Our study is the first to describe the association of TP53 haplotypes with lung cancer in African Americans. There are several possible explanations for the observed association only in African Americans; however, the reason is currently unknown. The association only in African Americans could be attributed to the higher frequency of particular haplotypes in African Americans (Table 3). However, given the larger number of Caucasians in our study, the power to detect associations was similar among African Americans and Caucasians. Another possible explanation for the differential effects of the TP53 polymorphism on lung cancer could be related to differences in exposure because interaction of TP53_01 with cigarette smoking was observed in several previous studies (46-48), although an interaction of TP53_01 with smoking and lung cancer was not observed in this analysis. One possible exposure difference is menthol cigarette smoking. Menthol cigarette smoking is more prevalent in African Americans (69% versus 22%; ref. 49). Some studies suggested that smoking menthol cigarettes results in smoking larger puff volumes and higher nicotine exposures (50), and therefore, increased exposure to tobacco-specific carcinogens in African Americans. Finally, these results could be due to LD with another polymorphism, such as a rare TP53 polymorphism. Pro47Ser (<5%) was observed only in African Americans and not observed in Caucasians (51, 52). The Ser47 variant of p53 had a reduced ability to transactivate p53 target genes, p53AIP1 and PUMA, and induce apoptosis (52). The Pro47Ser was shown to be in LD with the Arg72Pro polymorphism of TP53 (52), and therefore, could be in LD with the haplotype associated with lung cancer in our study.

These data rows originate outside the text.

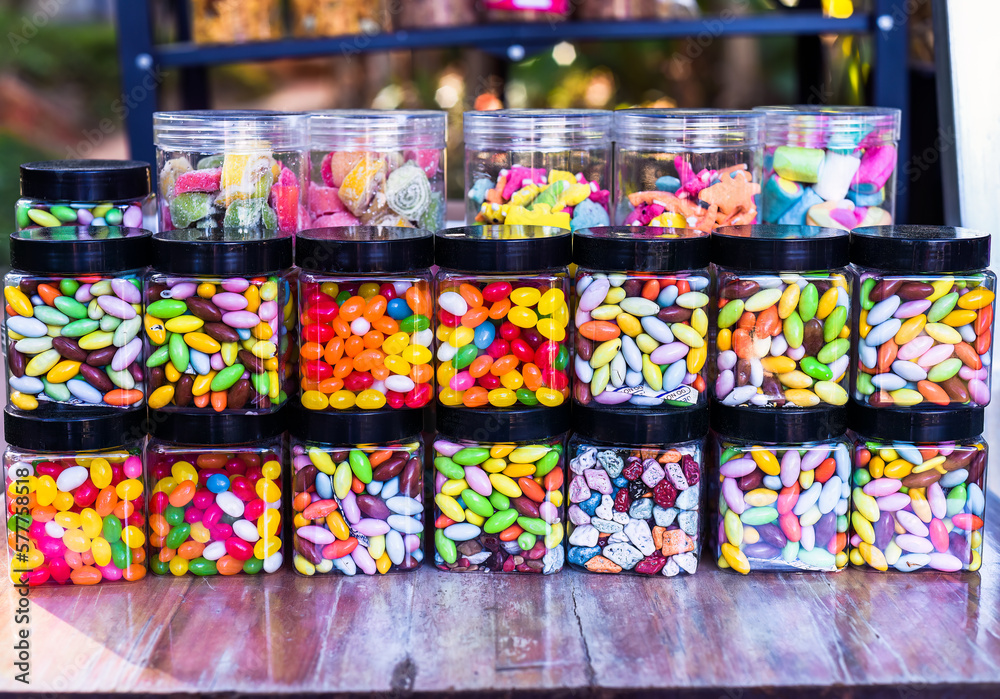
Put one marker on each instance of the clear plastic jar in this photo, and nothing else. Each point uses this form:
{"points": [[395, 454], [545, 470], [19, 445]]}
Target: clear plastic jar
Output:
{"points": [[219, 310], [365, 310], [216, 497], [783, 489], [498, 500], [783, 328], [687, 168], [377, 167], [358, 492], [234, 170], [74, 497], [925, 321], [634, 492], [86, 193], [73, 317], [502, 315], [833, 167], [919, 480], [544, 167], [642, 305]]}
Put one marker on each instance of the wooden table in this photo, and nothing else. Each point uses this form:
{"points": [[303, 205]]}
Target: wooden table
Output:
{"points": [[716, 634]]}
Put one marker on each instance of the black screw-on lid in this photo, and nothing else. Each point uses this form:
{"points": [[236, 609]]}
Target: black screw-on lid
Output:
{"points": [[779, 425], [215, 252], [503, 248], [503, 424], [916, 424], [79, 249], [636, 426], [356, 426], [769, 248], [364, 249], [925, 249], [641, 249], [85, 180], [211, 428], [74, 430]]}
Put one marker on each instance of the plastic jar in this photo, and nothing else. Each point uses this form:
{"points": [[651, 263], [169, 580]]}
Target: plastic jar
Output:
{"points": [[918, 499], [925, 322], [502, 316], [783, 328], [377, 167], [833, 167], [86, 193], [642, 305], [73, 317], [498, 498], [545, 167], [216, 497], [687, 168], [219, 309], [783, 489], [365, 308], [358, 492], [634, 492], [231, 169], [74, 497]]}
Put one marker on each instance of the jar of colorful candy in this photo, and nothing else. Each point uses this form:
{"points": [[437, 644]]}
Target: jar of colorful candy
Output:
{"points": [[365, 314], [498, 501], [502, 316], [783, 489], [919, 479], [687, 168], [216, 498], [358, 492], [545, 167], [375, 167], [641, 318], [74, 497], [219, 309], [634, 492], [782, 331], [86, 193], [73, 317], [231, 170], [925, 322], [833, 167]]}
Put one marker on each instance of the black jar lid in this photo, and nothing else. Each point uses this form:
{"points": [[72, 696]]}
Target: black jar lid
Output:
{"points": [[79, 249], [770, 248], [641, 249], [356, 426], [78, 429], [503, 424], [214, 252], [214, 429], [85, 180], [637, 426], [779, 425], [916, 424], [924, 249], [364, 249], [503, 248]]}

Several previous studies examined the association of the TP53 Arg72Pro polymorphism with lung cancer (see refs. 17-19 for review). In a 2003 meta-analysis, overall, the authors observed no significant association of the TP53 Arg72Pro polymorphism with lung cancer (19). However, in the combined analysis, the point estimate for the OR for individuals with Pro/Pro genotypes was elevated. Moreover, in studies with larger population sizes (N = 900-2,500) and some more recent studies not covered by the meta-analysis, individuals with Pro genotypes had an increased odds of lung cancer (38, 41, 46-48, 53). These observations are consistent with our observed association in African Americans. Few previous studies examined the association of TP53 polymorphisms with lung cancer in African Americans, and these studies were quite small (N = 25, 70, 121, 141; refs. 36, 37, 54, 55). In our study, only one haplotype (>1% frequency) containing Pro72 allele was associated with lung cancer and the Pro72 allele mapped to several additional common haplotypes, which were not associated with lung cancer (Table 2). Therefore, in our study, only examining the Pro72 allele imprecisely estimates the relationship between TP53 haplotypes and lung cancer, possibly partially explaining the observed inconsistency in its associations with lung cancer (19).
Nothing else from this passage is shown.